Seperti diketahui, Keluarga korban pemerkosaan yang dilakukan oleh Herry Wirawan membuat laporan kepada Polda Jabar pada pertengahan 2021. Kasus tersebut terungkap sekitar bulan Mei 2021 ketika salah satu santriwati pulang kampung menjelang momen Idul Fitri. Orang tua korban merasa menemukan kejanggalan kepada putrinya yang baru pulang tersebut. Setelah diperiksa, korban diketahui dalam kondisi hamil. Setelah mendapati laporan pada 27 Mei 2021, DP3AKB Jabar dan Polda Jabar langsung turun tangan untuk menangani kasus kejahatan seksual tersebut. DP3AKB Jabar dan Polda Jabar bersama LPSK sepakat untuk membagi peran dalam penanganannya. Sementara Polda Jabar langsung menangani pidana kasus yang dilakukan oleh Herry Wirawan. Polda Jabar juga langsung menjemput para korban dari pesantren mereka di Cibiru, Kota Bandung pada Mei 2021. Saat itu ada korban yang baru empat hari melahirkan, dua lainnya dalam kondisi hamil yang saat ini keduanya telah melahirkan.

Kepolisian Daerah Jawa Barat telah menyelesaikan proses pemeriksaan dan penyelidikan sejak Oktober 2021. Berkasnya kemudian dilimpahkan ke Pengadilan Negeri Bandung, persidangan kasus Herry Wirawan kini telah memasuki persidangan. Persidangan dimulai pada November 2021 dengan dipimpin oleh Ketua Majelis Hakim Y Purnomo Suryo Adi dan berlangsung secara tertutup.

Seperti itulah kronologi yang saya dapatkan dari DeskJakbar dotcom. Kemudian atas perbuatannya diikutip dari Tribunnews, guru pesantren Herry Wirawan dituntut hukuman mati karena merudapaksa 13 santriwati. Tuntutan dibacakan langsung oleh Kepala Kejati Jabar, Asep N Mulayana, di Pengadilan Negeri Bandung, Jalan LLRE. Martadinata, Selasa (11/1/2022). Selain itu, Herry Wirawan juga dituntut dikebiri kimia serta membayar denda Rp 500 juta. Jaksa Penuntut Umum (JPU) juga menuntut hukuman kebiri dengan identitas terdakwa disebarkan untuk memberikan efek jera bagi terdakwa dan pelaku kejahatan serupa lainnya.

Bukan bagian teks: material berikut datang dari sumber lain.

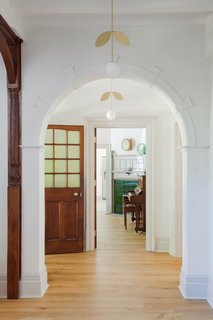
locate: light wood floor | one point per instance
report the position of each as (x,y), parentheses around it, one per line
(120,280)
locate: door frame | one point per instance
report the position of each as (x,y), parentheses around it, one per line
(93,124)
(108,175)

Apa itu kebiri kimia? Berdasarkan info yang saya dapatkan kebiri kimia adalah penggunaan obat-obatan untuk menurunkan produksi hormon di bagian testis, akibatnya libido atau hasrat seksual seseorang yang mendapatkan kebiri kimia akan menurun. Nama lain kebiri kimia dalam dunia medis adalah terapi hormon, terapi supresi androgen atau terapi depresi androgen dan metode ini biasanya digunakan untuk mengobati pasien yang mengidap kanker prostat. Mengutip Healthline, (12/1/2022), tujuan dari kebiri kimia adalah untuk menurunkan kadar hormon testosteron atau androgen pada pria. Adapun terapi ini bisa mengobati kanker yang bergantung pada hormon, seperti kanker prostat. Dengan menurunkan androgen dapat membantu memperlambat pertumbuhan kanker dan metastasis. Kebiri kimia juga dapat digunakan untuk memperlambat perkembangan kanker payudara pria.

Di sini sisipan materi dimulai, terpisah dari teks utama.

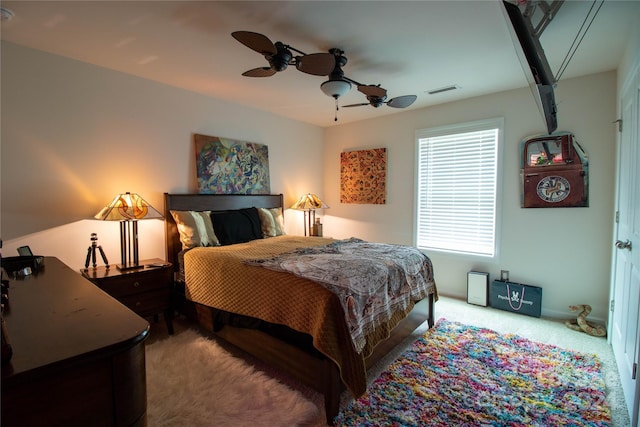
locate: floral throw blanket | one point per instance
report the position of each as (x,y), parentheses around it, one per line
(372,280)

Metode pengobatan kebiri kimia diperlukan waktu dan tidak dapat dilakukan sekali, bisa sebulan sekali bahkan setahun sekali untuk menyuntikkan obat nya pada pasien. hal itu juga tergantung obat yang digunakan dan dosisnya. Untuk kanker prostat stadium lanjut, dokter mungkin akan merekomendasikan antagonis LHRH sebagai gantinya. Mereka bekerja lebih cepat daripada agonis LHRH, tetapi tidak menyebabkan peningkatan kadar testosteron. Adapun beberapa obat tersebut yakni degarelix (Firmagon), suntikan bulanan, relugolix (Orgovyx), pil yang dikonsumsi rutin (harian).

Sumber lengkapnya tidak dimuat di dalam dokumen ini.